Data dari University of Maryland dan studi gabungan menemukan bahwa pertambangan semakin meluas ke hutan di seluruh dunia. Sejak 2001 hingga 2020, dunia telah kehilangan 1,4 juta hektar pohon akibat aktivitas tambang. Negara mana yang paling banyak kehilangan hutan?
Mengutip World Research Institute (WRI), dari 1,4 juta hektare hilangnya tutupan pohon akibat pertambangan sejak 2001 hingga 2020, seluas 450 ribu hektare berada di hutan hujan tropis primer. Kemudian 150 ribu hektare berada di kawasan lindung dan 260 ribu hektare di tanah miliki masyarakat adat dan lokal.
WRI mencatat, hilangnya hutan tropis primer akibat tambang sangat memprihatinkan. Hal ini karena hutan hujan tropis primer merupakan salah satu daerah dengan kekayaan karbon dan keanekaragaman hayati tertinggi di dunia.
SCROLL TO CONTINUE WITH CONTENT
"Hutan hujan tropis primer juga membantu mengatur dampak iklim lokal dan regional seperti curah hujan dan suhu," catat WRI dalam laman resminya, dikutip Rabu (11/6/2025).

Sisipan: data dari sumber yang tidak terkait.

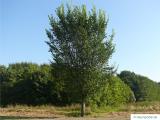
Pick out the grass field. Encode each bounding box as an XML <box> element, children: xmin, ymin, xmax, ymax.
<box><xmin>0</xmin><ymin>102</ymin><xmax>160</xmax><ymax>120</ymax></box>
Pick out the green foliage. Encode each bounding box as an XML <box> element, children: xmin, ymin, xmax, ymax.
<box><xmin>46</xmin><ymin>5</ymin><xmax>114</xmax><ymax>116</ymax></box>
<box><xmin>89</xmin><ymin>77</ymin><xmax>135</xmax><ymax>108</ymax></box>
<box><xmin>119</xmin><ymin>71</ymin><xmax>160</xmax><ymax>101</ymax></box>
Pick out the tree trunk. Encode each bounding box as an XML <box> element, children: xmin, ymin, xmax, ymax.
<box><xmin>81</xmin><ymin>98</ymin><xmax>85</xmax><ymax>117</ymax></box>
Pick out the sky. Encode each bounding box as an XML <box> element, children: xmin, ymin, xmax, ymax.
<box><xmin>0</xmin><ymin>0</ymin><xmax>160</xmax><ymax>81</ymax></box>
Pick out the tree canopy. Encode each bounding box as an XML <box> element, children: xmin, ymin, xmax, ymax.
<box><xmin>46</xmin><ymin>5</ymin><xmax>114</xmax><ymax>116</ymax></box>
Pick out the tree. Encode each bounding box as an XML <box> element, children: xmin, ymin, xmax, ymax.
<box><xmin>119</xmin><ymin>71</ymin><xmax>160</xmax><ymax>101</ymax></box>
<box><xmin>46</xmin><ymin>5</ymin><xmax>114</xmax><ymax>116</ymax></box>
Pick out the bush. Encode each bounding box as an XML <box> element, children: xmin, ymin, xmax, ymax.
<box><xmin>119</xmin><ymin>71</ymin><xmax>160</xmax><ymax>101</ymax></box>
<box><xmin>89</xmin><ymin>77</ymin><xmax>135</xmax><ymax>107</ymax></box>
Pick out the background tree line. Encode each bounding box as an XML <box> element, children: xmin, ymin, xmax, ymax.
<box><xmin>0</xmin><ymin>63</ymin><xmax>160</xmax><ymax>107</ymax></box>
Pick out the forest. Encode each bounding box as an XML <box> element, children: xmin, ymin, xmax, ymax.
<box><xmin>0</xmin><ymin>63</ymin><xmax>160</xmax><ymax>107</ymax></box>
<box><xmin>0</xmin><ymin>4</ymin><xmax>160</xmax><ymax>117</ymax></box>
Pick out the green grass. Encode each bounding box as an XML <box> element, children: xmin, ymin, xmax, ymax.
<box><xmin>0</xmin><ymin>102</ymin><xmax>160</xmax><ymax>120</ymax></box>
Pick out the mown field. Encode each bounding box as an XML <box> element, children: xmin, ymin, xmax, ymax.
<box><xmin>0</xmin><ymin>102</ymin><xmax>160</xmax><ymax>120</ymax></box>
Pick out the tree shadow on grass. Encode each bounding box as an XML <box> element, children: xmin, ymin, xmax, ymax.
<box><xmin>65</xmin><ymin>111</ymin><xmax>90</xmax><ymax>117</ymax></box>
<box><xmin>0</xmin><ymin>116</ymin><xmax>57</xmax><ymax>120</ymax></box>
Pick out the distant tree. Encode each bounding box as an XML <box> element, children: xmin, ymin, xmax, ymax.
<box><xmin>119</xmin><ymin>71</ymin><xmax>160</xmax><ymax>101</ymax></box>
<box><xmin>46</xmin><ymin>5</ymin><xmax>114</xmax><ymax>116</ymax></box>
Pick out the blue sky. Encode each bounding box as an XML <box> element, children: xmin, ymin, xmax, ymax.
<box><xmin>0</xmin><ymin>0</ymin><xmax>160</xmax><ymax>81</ymax></box>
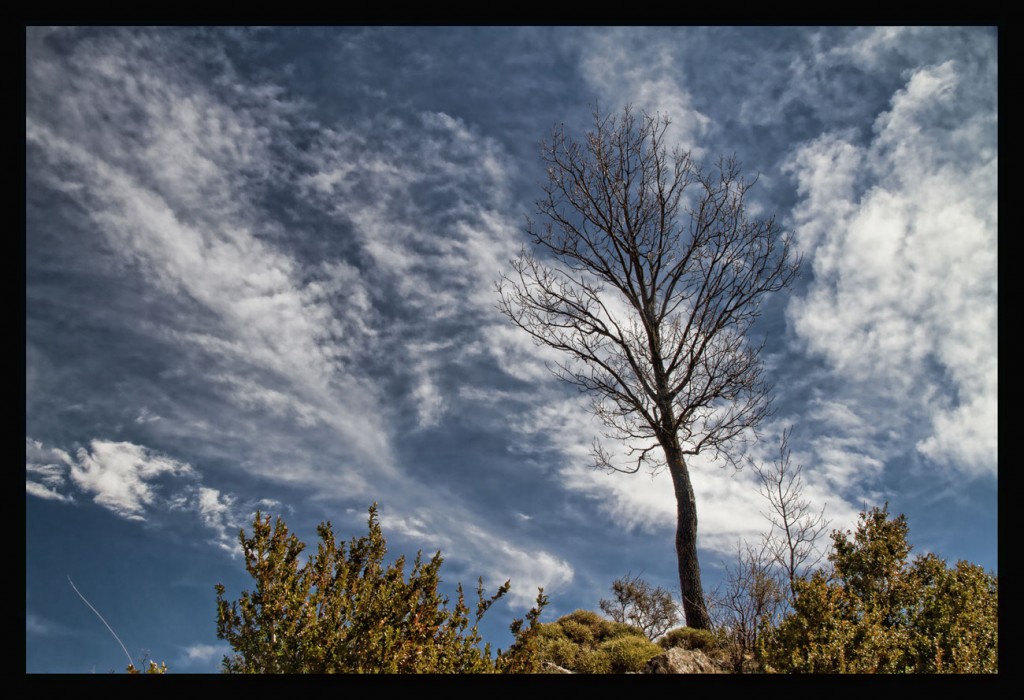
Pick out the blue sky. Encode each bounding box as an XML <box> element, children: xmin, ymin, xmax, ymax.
<box><xmin>26</xmin><ymin>27</ymin><xmax>998</xmax><ymax>672</ymax></box>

Dalam kurun waktu hampir 20 tahun tersebut, hilangnya tutupan pohon terkonsentrasi hanya di beberapa negara. Ini artinya, beberapa negara ada yang paling banyak kehilangan hutan akibat pertambangan. Berikut daftarnya.

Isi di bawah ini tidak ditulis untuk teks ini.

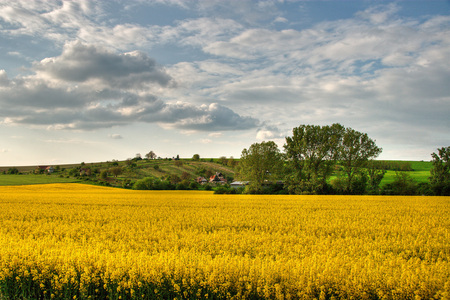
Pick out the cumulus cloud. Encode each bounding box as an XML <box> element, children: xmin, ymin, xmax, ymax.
<box><xmin>109</xmin><ymin>133</ymin><xmax>123</xmax><ymax>140</ymax></box>
<box><xmin>34</xmin><ymin>41</ymin><xmax>171</xmax><ymax>88</ymax></box>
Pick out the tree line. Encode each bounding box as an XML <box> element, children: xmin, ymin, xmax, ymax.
<box><xmin>238</xmin><ymin>123</ymin><xmax>450</xmax><ymax>195</ymax></box>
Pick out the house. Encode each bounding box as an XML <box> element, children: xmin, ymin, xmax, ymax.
<box><xmin>209</xmin><ymin>172</ymin><xmax>227</xmax><ymax>185</ymax></box>
<box><xmin>230</xmin><ymin>181</ymin><xmax>250</xmax><ymax>189</ymax></box>
<box><xmin>195</xmin><ymin>177</ymin><xmax>208</xmax><ymax>184</ymax></box>
<box><xmin>34</xmin><ymin>166</ymin><xmax>55</xmax><ymax>174</ymax></box>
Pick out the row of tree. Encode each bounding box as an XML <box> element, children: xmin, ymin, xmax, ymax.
<box><xmin>238</xmin><ymin>123</ymin><xmax>450</xmax><ymax>195</ymax></box>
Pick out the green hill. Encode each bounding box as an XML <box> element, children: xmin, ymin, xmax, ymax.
<box><xmin>0</xmin><ymin>159</ymin><xmax>235</xmax><ymax>187</ymax></box>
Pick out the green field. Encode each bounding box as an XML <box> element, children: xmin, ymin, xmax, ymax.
<box><xmin>0</xmin><ymin>174</ymin><xmax>80</xmax><ymax>186</ymax></box>
<box><xmin>381</xmin><ymin>161</ymin><xmax>433</xmax><ymax>186</ymax></box>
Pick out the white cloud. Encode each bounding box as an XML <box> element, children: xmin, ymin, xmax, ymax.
<box><xmin>0</xmin><ymin>42</ymin><xmax>258</xmax><ymax>131</ymax></box>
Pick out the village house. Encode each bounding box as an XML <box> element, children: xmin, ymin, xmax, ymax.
<box><xmin>230</xmin><ymin>181</ymin><xmax>250</xmax><ymax>189</ymax></box>
<box><xmin>35</xmin><ymin>166</ymin><xmax>55</xmax><ymax>174</ymax></box>
<box><xmin>209</xmin><ymin>172</ymin><xmax>227</xmax><ymax>185</ymax></box>
<box><xmin>195</xmin><ymin>177</ymin><xmax>208</xmax><ymax>185</ymax></box>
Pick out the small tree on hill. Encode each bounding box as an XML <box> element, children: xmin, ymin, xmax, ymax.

10 Negara yang Paling Banyak Kehilangan Hutan Akibat Pertambangan Menurut WRI (2001-2020)
1. Indonesia - 369.356 hektare
2. Brasil - 167.543 hektare
3. Russia - 132.709
4. Amerika Serikat - 120.730
5. Kanada - 117.790
6. Peru - 69.186
7. Ghana - 59.595
8. Suriname - 56.351
9. Myanmar - 52.454
10. Australia - 44.777
Dampak Hilangnya Tutupan Hutan Akibat Pertambangan
Studi World Wildlife Fund (WWF), menemukan, 57 persen hilangnya tutupan pohon terkait ekstraksi batubara dari 2000-2019, terjadi di Indonesia saja. Pertambangan di Indonesia, disebut WWF telah berdampak buruk pada masyarakat dan lanskap.
Hal ini juga terjadi di Amerika Serikat pada tahun yang sama. Di sana, 20 persen hilangnya tutupan pohon terjadi akibat tambang batubara.

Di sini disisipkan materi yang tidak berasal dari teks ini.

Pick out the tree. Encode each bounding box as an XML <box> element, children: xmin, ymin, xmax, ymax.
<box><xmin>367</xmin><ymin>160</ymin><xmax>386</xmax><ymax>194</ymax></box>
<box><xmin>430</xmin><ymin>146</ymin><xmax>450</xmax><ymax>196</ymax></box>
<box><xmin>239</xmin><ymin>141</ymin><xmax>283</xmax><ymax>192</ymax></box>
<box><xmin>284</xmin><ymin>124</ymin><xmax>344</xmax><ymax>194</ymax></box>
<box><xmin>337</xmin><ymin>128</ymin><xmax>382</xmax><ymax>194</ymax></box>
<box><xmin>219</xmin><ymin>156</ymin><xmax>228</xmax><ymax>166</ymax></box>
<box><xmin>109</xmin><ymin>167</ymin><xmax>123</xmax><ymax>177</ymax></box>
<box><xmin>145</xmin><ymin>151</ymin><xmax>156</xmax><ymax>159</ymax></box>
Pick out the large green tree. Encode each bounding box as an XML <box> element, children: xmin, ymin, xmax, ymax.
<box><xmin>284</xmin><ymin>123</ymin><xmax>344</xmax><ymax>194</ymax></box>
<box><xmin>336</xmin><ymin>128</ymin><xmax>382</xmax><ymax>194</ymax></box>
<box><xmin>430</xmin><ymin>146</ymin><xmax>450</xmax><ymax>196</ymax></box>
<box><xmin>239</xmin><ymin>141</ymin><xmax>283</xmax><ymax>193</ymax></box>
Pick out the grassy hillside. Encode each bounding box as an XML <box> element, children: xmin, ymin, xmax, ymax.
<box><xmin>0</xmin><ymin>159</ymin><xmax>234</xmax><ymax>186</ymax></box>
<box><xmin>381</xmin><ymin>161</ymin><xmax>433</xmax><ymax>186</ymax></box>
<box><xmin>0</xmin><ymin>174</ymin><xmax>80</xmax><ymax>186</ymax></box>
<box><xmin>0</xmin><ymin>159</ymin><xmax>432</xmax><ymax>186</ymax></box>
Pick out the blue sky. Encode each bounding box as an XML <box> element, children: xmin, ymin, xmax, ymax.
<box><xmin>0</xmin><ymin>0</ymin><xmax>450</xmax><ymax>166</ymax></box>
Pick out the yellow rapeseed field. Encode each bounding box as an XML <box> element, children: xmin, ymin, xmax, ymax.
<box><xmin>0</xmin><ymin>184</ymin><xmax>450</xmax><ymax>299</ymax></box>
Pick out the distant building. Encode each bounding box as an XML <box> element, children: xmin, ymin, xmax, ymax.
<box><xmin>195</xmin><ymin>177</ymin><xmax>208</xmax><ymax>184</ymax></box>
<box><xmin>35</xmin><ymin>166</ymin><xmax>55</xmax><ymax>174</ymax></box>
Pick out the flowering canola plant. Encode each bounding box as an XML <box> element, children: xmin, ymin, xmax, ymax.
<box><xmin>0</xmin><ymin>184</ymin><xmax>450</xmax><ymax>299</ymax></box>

Selain merusak ekosistem dan memperparah bencana seperti banjir dan tanah longsor, hilangnya tutupan hutan sangat merugikan bagi masyarakat adat dan lokal.
Menurut WRI, masyarakat sering kali dikecualikan dari keputusan untuk memberikan izin dan tidak diberi kompensasi yang memadai atas hilangnya hutan, air, dan sumber daya alam lainnya yang menjadi sandaran mereka.
Laporan Earth.org, yang dikutip Rabu (11/6), menyebutkan bahwa operasi pertambangan telah menyebabkan pencemaran lingkungan. Kebocoran dari aktivitas tambang sering menyebabkan air menjadi tercemar oleh zat-zat berbahaya, seperti sianida, merkuri, atau arsenik.
Di sisi lain, dampak operasi penambangan terhadap lahan di sekitarnya juga terkait erat dengan kondisi ekologi lokasi penambangan. Misalnya, penggundulan hutan primer akibat penambangan bijih besi di hutan hujan tropis Gabon, yang meninggalkan kerusakan ekologi besar dan berjangka panjang dibandingkan dengan penambangan bijih besi di padang pasir Australia utara.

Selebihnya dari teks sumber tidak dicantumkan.